Connie Wong

Personal information
- Full name: Connie Wong
- Born: 3 April 1977 (age 49) Hong Kong
- Batting: Right-handed
- Bowling: Right-arm medium

International information
- National side: Hong Kong;

Domestic team information
- 2001/02–2004/05: Western Fury

Career statistics
| Competition | List A |
| Matches | 20 |
| Runs scored | 56 |
| Batting average | 6.22 |
| 100s/50s | 0/0 |
| Top score | 18* |
| Balls bowled | 821 |
| Wickets | 17 |
| Bowling average | 34.17 |
| 5 wickets in innings | 0 |
| 10 wickets in match | 0 |
| Best bowling | 3/47 |
| Catches/stumpings | 4/– |
- Source: CricketArchive, 3 May 2016

= Connie Wong =

Hong Kong women's cricketer

Connie Wong (born 3 April 1977) is a Hong Kong women's cricketer.

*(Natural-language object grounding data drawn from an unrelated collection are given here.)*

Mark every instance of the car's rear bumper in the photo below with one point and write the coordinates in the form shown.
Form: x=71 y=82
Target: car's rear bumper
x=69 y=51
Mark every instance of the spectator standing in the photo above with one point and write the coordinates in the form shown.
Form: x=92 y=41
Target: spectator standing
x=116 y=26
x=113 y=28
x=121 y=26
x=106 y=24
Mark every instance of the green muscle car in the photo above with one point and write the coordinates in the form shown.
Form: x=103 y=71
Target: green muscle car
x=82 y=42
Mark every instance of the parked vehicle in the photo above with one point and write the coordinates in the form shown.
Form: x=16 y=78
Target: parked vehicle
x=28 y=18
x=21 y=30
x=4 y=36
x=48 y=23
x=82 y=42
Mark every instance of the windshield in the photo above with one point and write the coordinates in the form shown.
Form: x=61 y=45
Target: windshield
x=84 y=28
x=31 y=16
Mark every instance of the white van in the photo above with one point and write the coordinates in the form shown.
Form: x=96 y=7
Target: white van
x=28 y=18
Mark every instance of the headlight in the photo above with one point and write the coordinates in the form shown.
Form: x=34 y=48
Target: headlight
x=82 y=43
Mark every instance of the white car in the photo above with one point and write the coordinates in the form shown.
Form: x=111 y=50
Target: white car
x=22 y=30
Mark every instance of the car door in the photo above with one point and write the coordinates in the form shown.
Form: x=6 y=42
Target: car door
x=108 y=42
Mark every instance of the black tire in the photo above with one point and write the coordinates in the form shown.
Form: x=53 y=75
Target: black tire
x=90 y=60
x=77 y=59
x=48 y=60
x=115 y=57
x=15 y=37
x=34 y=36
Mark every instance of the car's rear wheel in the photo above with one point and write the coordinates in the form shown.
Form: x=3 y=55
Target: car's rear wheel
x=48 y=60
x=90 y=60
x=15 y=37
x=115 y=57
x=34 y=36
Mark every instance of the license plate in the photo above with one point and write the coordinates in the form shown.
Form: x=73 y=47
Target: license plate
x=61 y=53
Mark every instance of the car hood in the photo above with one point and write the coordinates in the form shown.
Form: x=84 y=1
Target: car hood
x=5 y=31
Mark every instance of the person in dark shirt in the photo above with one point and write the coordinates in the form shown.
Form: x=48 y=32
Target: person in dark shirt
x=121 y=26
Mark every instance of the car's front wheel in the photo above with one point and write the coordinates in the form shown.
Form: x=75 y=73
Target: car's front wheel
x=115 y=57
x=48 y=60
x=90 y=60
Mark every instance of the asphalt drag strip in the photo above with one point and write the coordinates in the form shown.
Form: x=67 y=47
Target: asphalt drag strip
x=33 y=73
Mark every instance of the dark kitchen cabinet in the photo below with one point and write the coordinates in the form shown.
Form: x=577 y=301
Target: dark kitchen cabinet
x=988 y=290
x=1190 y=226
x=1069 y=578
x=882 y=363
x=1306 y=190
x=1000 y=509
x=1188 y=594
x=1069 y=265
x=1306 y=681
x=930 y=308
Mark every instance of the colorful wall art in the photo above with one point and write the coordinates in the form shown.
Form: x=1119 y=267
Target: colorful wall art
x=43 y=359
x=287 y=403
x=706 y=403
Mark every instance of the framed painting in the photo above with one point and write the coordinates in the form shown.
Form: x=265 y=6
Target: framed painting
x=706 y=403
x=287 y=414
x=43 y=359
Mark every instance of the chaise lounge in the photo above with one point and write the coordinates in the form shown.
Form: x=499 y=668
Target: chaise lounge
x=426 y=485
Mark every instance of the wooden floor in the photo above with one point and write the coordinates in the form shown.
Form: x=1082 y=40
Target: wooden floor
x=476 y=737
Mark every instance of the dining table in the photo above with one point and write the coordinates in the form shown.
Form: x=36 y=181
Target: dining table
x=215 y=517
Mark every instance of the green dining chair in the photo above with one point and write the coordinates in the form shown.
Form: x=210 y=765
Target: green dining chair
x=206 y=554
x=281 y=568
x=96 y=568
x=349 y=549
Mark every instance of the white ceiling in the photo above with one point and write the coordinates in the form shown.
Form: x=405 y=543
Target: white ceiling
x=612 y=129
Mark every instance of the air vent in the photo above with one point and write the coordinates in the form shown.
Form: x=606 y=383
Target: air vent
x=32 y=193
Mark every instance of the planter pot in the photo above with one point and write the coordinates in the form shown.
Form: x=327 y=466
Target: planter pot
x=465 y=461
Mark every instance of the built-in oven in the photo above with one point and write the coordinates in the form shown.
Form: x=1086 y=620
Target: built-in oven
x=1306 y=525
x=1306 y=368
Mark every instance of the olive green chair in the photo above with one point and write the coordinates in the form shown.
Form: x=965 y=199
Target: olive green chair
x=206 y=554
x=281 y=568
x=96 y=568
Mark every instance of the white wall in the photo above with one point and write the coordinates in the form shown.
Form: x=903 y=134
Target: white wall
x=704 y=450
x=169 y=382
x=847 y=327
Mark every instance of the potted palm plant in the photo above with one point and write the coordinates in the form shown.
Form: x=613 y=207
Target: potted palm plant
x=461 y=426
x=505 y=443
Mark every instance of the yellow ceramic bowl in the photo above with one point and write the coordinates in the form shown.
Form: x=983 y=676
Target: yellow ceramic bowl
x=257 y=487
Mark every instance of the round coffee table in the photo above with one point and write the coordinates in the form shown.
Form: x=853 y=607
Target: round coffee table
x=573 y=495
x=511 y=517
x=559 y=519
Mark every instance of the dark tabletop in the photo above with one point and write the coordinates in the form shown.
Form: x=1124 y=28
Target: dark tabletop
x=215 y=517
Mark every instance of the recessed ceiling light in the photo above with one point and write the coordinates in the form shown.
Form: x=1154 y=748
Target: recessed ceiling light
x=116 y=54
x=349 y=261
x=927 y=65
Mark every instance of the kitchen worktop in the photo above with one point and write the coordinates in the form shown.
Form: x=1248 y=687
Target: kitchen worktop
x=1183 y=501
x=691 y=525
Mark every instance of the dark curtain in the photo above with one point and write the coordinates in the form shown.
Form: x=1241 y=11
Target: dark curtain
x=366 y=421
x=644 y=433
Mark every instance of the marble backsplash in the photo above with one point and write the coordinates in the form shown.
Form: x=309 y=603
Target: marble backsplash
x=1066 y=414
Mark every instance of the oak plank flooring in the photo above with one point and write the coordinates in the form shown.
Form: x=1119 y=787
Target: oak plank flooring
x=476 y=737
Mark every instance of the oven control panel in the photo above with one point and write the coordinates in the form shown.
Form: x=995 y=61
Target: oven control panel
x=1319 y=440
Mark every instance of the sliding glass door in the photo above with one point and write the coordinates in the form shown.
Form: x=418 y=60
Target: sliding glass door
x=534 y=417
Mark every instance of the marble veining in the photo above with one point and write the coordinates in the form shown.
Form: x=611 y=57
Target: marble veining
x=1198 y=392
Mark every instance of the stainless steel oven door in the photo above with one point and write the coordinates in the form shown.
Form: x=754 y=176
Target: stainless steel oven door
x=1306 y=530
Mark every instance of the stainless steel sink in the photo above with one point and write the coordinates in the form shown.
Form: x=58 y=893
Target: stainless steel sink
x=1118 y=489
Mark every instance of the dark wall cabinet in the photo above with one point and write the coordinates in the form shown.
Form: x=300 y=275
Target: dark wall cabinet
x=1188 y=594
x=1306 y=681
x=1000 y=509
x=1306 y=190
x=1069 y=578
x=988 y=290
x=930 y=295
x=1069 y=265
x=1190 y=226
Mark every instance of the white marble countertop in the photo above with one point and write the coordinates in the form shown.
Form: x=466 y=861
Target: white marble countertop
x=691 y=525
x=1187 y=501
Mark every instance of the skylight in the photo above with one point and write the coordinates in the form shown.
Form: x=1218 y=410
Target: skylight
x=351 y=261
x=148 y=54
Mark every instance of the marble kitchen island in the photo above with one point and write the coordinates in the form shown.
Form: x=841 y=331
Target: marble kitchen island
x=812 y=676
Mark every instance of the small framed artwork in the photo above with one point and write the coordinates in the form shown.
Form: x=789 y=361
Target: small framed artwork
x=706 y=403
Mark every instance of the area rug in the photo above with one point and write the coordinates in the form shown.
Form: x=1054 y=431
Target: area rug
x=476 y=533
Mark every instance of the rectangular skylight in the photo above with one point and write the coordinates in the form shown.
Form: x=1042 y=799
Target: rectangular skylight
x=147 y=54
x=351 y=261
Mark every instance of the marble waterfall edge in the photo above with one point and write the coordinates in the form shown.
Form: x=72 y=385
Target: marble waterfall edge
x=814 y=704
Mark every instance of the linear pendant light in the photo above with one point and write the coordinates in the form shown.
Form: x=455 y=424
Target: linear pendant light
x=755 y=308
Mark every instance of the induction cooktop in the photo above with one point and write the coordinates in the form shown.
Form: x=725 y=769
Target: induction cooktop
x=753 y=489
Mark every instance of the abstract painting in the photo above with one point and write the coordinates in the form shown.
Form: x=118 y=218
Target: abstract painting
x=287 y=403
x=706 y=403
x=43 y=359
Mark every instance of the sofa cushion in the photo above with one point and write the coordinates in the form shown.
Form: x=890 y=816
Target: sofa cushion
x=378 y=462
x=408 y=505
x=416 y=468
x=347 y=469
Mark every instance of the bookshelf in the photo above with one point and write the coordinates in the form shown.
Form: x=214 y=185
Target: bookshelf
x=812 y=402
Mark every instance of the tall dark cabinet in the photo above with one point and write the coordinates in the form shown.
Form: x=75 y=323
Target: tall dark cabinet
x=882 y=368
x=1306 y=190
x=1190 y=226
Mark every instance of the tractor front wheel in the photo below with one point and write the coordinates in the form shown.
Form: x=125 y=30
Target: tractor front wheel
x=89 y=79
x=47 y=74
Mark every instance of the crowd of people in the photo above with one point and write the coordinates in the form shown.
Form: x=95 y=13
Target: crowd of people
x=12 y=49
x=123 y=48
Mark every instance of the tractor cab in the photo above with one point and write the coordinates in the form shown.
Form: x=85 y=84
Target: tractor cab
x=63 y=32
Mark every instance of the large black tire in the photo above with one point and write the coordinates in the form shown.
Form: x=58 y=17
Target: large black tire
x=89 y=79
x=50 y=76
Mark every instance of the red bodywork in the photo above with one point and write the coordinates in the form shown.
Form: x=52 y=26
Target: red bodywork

She has captained the side, and has played domestic cricket for Western Fury in the Women's National Cricket League.

==Career==
Wong made her debut for Hong Kong in a 2007/08 series against Bangladesh; Wong scored 4 from 32 balls, and took 0/8 from 4 overs. She was part of the team that won the 2011 ACC Women’s Twenty20 Championship; in the final, Wong scored 18 in a second-wicket partnership of 36 with Neisha Pratt. Wong captained Hong Kong at the 2012 Asia Women’s Cricket Twenty 20 Cricket Tournament.

In 2012, Wong and Keenu Gill withdrew from the Hong Kong squad for the 2012 Asian Cricket Council Women's Twenty20 Asia Cup in protest of new eligibility rules that made Neisha Pratt ineligible to play for Hong Kong. Both players were subsequently banned from playing for a year.